New Delhi: The family of Delhi University Associate Professor Hany Babu, who is standing trial in the 2018 Bhima Koregaon violence case and is lodged in Taloja Central Jail near Navi Mumbai, has alleged that he is being denied treatment for an acute eye infection. Jail authorities have, however, denied the allegation and said he was taken to hospital for a second time Wednesday.
Speaking to ThePrint, Hany Babu’s wife Jenny Rowena, who teaches at DU’s Miranda House, said he had first complained about the eye infection to the prison authorities on 3 May. “He was taken to the Civil Hospital, Vashi, only on 7 May. The medication he was given there hasn’t been working, and we have made repeated requests to the authorities to take him to the hospital again, but they still haven’t taken him. Even now, we don’t have any information on whether he has been taken to the hospital or not,” Rowena said.
However, Taloja jail superintendent Kaustubh Kurlekar told ThePrint: “We have already sent him for a check-up today. He has not been denied any treatment. We had earlier taken him to the ophthalmologist on 7 May as well when he was given medicines.”
But this claim was denied by Babu’s lawyers, who said they had received no information about him being taken to a hospital Wednesday.
“Between 3 and 6 May, Hany Babu himself told the jail authorities multiple times about his infection and tried to get himself treated, but to no avail. Since 6 May, we have sent two emails, and called the superintendent and authorities 13 times to request them to take him to the hospital, but we still don’t have any information on him being taken there,” said a member of Babu’s legal team, who did not wish to be named.
The lawyer added that the authorities had been promising since 10 May to take him to hospital. “On 10 May, we were told that they have sent a requisition request for guards to take him to hospital on 11 May. After five calls on that day, we were told that he hasn’t been taken to the hospital, and maybe taken today.”
ThePrint approached Maharashtra Home Minister Dilip Walse Patil and MoS Home Satej Patil through phone calls for a comment, but did not receive any response.
‘Infection got worse’
The family has also alleged that the infection has got worse due to delay in treatment. “He has little or no vision in his left eye due to the swelling, which has spread to the cheek, ear and forehead, compromising other vital organs as well, and posing a significant risk to his life if it spreads to the brain. He is in agonising pain and is unable to sleep or perform daily chores,” said a statement issued by the family Tuesday.
Rowena also alleged that Babu does not have access to clean water to help treat his eye. “There is a water shortage in the prison; he doesn’t have access to clean water to bathe his eyes. He is being given soiled towels to dress his eyes, which is only making it worse,” she told ThePrint.
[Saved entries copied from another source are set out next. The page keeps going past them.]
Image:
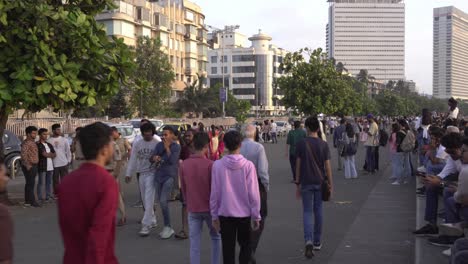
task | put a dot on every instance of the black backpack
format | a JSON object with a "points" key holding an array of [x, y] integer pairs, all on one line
{"points": [[383, 139]]}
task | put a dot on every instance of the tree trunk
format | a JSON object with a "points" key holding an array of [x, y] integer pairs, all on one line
{"points": [[3, 120]]}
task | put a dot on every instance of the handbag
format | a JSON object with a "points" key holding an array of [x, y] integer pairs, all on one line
{"points": [[326, 190]]}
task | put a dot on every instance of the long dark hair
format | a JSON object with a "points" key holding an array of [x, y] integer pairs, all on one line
{"points": [[349, 130]]}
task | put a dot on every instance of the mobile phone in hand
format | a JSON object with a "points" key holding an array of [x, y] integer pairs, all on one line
{"points": [[421, 174]]}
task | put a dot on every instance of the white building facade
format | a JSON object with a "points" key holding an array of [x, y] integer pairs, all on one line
{"points": [[179, 24], [450, 53], [368, 34], [250, 73]]}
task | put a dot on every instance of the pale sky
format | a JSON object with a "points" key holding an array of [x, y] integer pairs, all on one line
{"points": [[295, 24]]}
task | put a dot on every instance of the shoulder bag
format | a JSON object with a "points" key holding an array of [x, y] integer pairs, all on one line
{"points": [[326, 192]]}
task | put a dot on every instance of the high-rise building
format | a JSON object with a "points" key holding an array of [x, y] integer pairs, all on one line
{"points": [[249, 71], [368, 34], [450, 53], [179, 24]]}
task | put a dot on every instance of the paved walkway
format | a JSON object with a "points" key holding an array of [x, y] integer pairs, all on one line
{"points": [[368, 221]]}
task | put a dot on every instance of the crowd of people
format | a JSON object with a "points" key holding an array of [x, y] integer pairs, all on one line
{"points": [[223, 179]]}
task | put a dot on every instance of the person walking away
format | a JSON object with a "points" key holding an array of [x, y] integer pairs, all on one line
{"points": [[185, 153], [63, 155], [29, 162], [45, 166], [87, 201], [338, 141], [139, 203], [140, 164], [274, 132], [166, 157], [237, 212], [255, 152], [349, 152], [371, 144], [294, 136], [393, 151], [221, 146], [214, 143], [75, 148], [195, 175], [266, 131], [121, 151], [6, 223], [313, 167], [404, 139]]}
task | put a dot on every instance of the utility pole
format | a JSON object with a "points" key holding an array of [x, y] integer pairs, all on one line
{"points": [[217, 31]]}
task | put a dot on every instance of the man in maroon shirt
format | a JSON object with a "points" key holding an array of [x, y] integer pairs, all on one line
{"points": [[6, 223], [87, 202], [195, 176]]}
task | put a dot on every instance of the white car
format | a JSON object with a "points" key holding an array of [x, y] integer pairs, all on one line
{"points": [[126, 131], [136, 124], [283, 128]]}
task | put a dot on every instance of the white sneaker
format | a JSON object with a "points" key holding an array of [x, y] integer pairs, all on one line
{"points": [[167, 233], [422, 169], [144, 232]]}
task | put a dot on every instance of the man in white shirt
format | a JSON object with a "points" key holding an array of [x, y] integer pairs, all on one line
{"points": [[274, 132], [435, 184], [63, 155], [45, 167]]}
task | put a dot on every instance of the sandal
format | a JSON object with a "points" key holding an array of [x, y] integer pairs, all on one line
{"points": [[122, 221], [181, 235]]}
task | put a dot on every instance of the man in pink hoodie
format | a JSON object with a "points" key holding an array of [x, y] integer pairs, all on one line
{"points": [[235, 200]]}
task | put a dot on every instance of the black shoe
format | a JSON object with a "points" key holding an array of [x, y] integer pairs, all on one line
{"points": [[36, 205], [443, 241], [427, 230], [309, 251], [252, 259]]}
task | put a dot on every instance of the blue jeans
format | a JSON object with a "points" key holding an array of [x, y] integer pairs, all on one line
{"points": [[434, 169], [163, 191], [403, 167], [312, 203], [47, 177], [195, 230], [370, 158], [292, 162]]}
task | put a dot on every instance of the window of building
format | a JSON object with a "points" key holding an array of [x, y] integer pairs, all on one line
{"points": [[237, 58], [250, 91], [243, 69], [189, 15], [243, 80], [214, 59]]}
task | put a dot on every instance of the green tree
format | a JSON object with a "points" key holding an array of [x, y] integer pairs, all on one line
{"points": [[196, 99], [237, 108], [312, 85], [118, 105], [153, 78], [55, 54]]}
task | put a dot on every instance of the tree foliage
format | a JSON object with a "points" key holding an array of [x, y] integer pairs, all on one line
{"points": [[55, 54], [153, 78], [313, 85], [196, 99]]}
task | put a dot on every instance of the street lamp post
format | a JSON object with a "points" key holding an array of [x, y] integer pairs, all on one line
{"points": [[216, 31]]}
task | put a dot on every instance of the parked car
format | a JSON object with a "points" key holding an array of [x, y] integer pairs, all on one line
{"points": [[177, 127], [127, 131], [283, 128], [12, 153], [136, 124]]}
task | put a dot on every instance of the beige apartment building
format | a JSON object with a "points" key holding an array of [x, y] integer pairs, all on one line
{"points": [[179, 24]]}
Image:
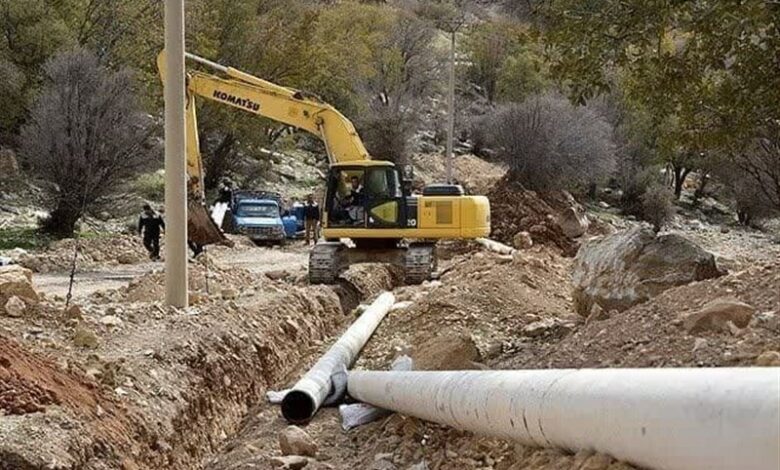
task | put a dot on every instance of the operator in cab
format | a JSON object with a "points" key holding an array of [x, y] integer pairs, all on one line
{"points": [[311, 219], [354, 200]]}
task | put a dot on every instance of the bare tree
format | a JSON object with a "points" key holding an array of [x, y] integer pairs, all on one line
{"points": [[760, 163], [551, 144], [407, 70], [85, 135]]}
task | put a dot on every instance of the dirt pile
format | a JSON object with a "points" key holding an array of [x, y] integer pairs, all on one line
{"points": [[16, 289], [185, 376], [515, 209], [656, 334], [92, 253], [485, 296]]}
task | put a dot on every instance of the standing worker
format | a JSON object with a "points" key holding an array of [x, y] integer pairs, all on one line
{"points": [[150, 225], [311, 218]]}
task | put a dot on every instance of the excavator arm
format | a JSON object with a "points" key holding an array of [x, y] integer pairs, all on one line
{"points": [[262, 98]]}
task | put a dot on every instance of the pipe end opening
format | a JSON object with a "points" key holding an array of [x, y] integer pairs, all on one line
{"points": [[298, 407]]}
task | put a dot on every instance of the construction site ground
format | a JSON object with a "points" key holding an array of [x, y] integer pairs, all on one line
{"points": [[122, 381], [118, 380]]}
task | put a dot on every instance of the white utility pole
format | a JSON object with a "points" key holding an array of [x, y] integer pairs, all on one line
{"points": [[451, 110], [175, 164]]}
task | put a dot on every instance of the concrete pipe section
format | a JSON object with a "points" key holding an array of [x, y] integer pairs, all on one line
{"points": [[304, 399], [673, 419]]}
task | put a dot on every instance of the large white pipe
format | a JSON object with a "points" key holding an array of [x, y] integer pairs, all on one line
{"points": [[175, 164], [673, 419], [304, 399]]}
Superintendent Kurlekar, however, denied any such crisis. “There are no such problems in the jail. He is getting clean water access; the family is saying what they want,” he said.
This is not the first time that an accused in the 2018 Bhima Koregaon violence case has alleged denial of medical treatment — lawyers for Gautam Navlakha, Father Stan Swamy and Anand Teltumbde had also made similar claims in the past.
Swamy, who suffers from Parkinson’s disease, was allegedly denied a straw sipper, while Navlakha was allegedly denied access to spectacles. Other accused Sudha Bharadwaj and Shoma Sen, lodged in Mumbai’s Byculla Women’s jail, have also raised health issues.
With Maharashtra clocking the highest Covid-19 cases in the country, Hany Babu’s family is also concerned about him contracting the virus.
“The jail is very crowded. At least 40 people stay together in one hall. If one person contracts the virus, there will be a severe outbreak in the jail. Some people said eye infection can be a Covid symptom, but we don’t know for sure,” said Rowena.
Babu’s lawyers acknowledged the Covid threat, but said they were focussing on getting his eye treated first. “He got a rapid antigen test done, which came back negative, and then an RT-PCR test done on 7 May. We are assuming that it is negative because high court rules ordain that prison authorities have to inform us if any inmate is positive,” said the anonymous lawyer quoted above.
“While there is a Covid threat, since he is not showing any other symptoms, our focus is to get his eye infection treated,” the lawyer added.